Pour autant, une approche non chirurgicale reste possible pour certains patients notamment dans les tumeurs localement avancées. Fujisawa et al. ont rapporté une meilleure survie globale à 5 ans pour les patients traités par taxane-radiothérapie par rapport à ceux traités par chirurgie et radiothérapie. Dans l’étude de Patel et al, 2 patients non opérés, recevant une chimiothérapie, respectivement paclitaxel-bevacizumab et docetaxel-gemcitabine, associée à une radiothérapie ont survécu plus de 3 ans. L’angiosarcome est dérivé des cellules endothéliales vasculaires et surexprime le VEGF et ses récepteurs . Les thérapies biologiques utilisant des inhibiteurs de tyrosine kinase ciblant le VEGFR (sorafenib et sunitinib) et l’anticorps monoclonal VEGF (bevacizumab) semblent offrir des résultats intéressants .

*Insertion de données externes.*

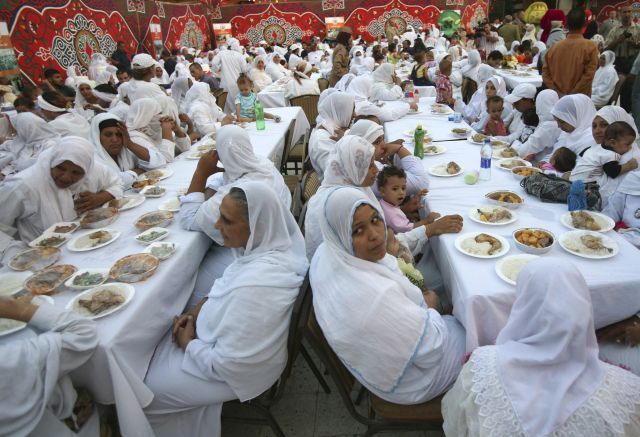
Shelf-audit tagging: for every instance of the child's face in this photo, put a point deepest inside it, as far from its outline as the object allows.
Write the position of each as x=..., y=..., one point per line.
x=395, y=190
x=621, y=145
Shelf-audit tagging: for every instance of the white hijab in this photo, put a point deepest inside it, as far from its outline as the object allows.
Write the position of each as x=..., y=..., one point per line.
x=376, y=327
x=577, y=110
x=547, y=354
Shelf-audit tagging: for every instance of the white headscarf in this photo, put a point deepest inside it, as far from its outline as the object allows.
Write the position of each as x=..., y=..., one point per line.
x=547, y=354
x=377, y=326
x=579, y=112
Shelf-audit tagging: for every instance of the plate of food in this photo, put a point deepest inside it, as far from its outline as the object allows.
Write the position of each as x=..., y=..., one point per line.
x=446, y=169
x=482, y=245
x=587, y=221
x=50, y=240
x=9, y=326
x=127, y=202
x=477, y=138
x=99, y=218
x=87, y=278
x=47, y=280
x=161, y=250
x=134, y=268
x=93, y=240
x=492, y=215
x=509, y=267
x=102, y=300
x=34, y=259
x=589, y=244
x=153, y=191
x=505, y=198
x=171, y=205
x=62, y=228
x=509, y=164
x=434, y=150
x=152, y=235
x=153, y=219
x=536, y=241
x=12, y=282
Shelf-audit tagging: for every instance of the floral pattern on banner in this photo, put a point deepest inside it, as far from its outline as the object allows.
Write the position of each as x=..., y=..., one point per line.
x=59, y=37
x=280, y=27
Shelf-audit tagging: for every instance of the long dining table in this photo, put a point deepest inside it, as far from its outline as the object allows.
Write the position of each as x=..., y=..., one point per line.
x=481, y=300
x=127, y=338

La rareté de cette pathologie rend les études de phase II/III difficiles à entreprendre et la meilleure séquence thérapeutique entre les différentes méthodes disponibles impliquant chirurgie, radiothérapie, immunothérapie et chimiothérapie, reste à définir.

Conclusion

L’angiosarcome du cuir chevelu et du visage est une pathologie rare. Son agressivité locale et sa dissémination métastatique (notamment au niveau pulmonaire) en font une tumeur de très mauvais pronostic. Le jeune âge, l’étendue des lésions et la qualité de l’exérèse chirurgicale sont les principaux facteurs pronostiques. Une approche thérapeutique multimodale semble offrir les meilleures chances de survie aux patients.